In the summer of ’08 I brought Andrew’s plight up to our Men’s Prayer Group, a group of 6-7 who meet regularly on Monday mornings. Peter, an engineer with GE who leads our group suggested that we pray not only for Andrew’s physical restoration and family but most importantly for his salvation. I did not know where Andrew had ever heard the good news of salvation or had asked Christ to come into his heart [life]. A few months later I purchased a Bible and asked our group if they would sign it for Andrew. I had no idea whether Andrew would want to read it but when I stopped by to drop it off his wife Kelly was most grateful . For the next year our group continued to remember Andrew in our prayers.

Last Thursday afternoon Andrew’s wife Kelly called me out of the "blue" to say that Andrew would like me to could come over and read to him from the Bible that I had dropped off the previous year; I said “yes”! On the way over I called Bo Matthews, Sr. Pastor of Brandywine Valley Baptist Church in Wilm DE and Peter Mason, Sr. Pastor of Faith Baptist Church in Rexford, NY for advice on where to start when reading the Bible to someone for perhaps the first time - they both said start with Romans 8. I added John 3:16-17, Matthew 5 (first chapter of Jesus’ sermon on the mount) and two of favorite Psalms; 19 and 23.

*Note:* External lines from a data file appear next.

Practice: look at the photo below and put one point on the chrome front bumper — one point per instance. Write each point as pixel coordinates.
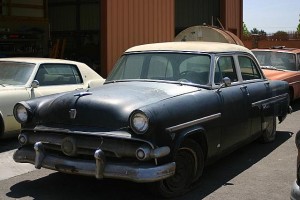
(98, 167)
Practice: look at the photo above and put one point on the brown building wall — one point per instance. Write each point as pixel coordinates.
(251, 44)
(125, 23)
(232, 16)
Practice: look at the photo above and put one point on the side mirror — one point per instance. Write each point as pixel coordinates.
(227, 81)
(35, 84)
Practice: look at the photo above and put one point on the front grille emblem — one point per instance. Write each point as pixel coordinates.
(72, 113)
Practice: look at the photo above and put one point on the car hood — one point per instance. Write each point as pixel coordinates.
(279, 75)
(107, 106)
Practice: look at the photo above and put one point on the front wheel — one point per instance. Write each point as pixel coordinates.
(189, 167)
(269, 131)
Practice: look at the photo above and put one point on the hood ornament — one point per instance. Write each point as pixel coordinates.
(73, 113)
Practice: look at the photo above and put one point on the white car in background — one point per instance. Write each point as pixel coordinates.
(27, 78)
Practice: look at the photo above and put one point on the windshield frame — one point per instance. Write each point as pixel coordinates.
(174, 60)
(15, 73)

After reading I asked Andrew if he would like to invite Jesus into his heart to receive the gift of eternal salvation and someday soon a whole new body. To do so all he would have to do is pray in his heart acknowledging to Jesus that he’s a sinner and to ask for forgiveness of those sins and believe that Jesus came and died on the cross to offer that forgiveness.

“If we confess our sins, he is faithful and just to forgive us our sins, and to cleanse us from all unrighteousness.”

I John 1:

There was no formal religious ceremony, just Andrew and the Lord. I closed by praying with Andrew and asked the Lord to wrap His arms around Andrew and to hold him and bring him the joy, peace and hope that can only be found through a relationship with the Lord.

I can’t wait to go back and read some more.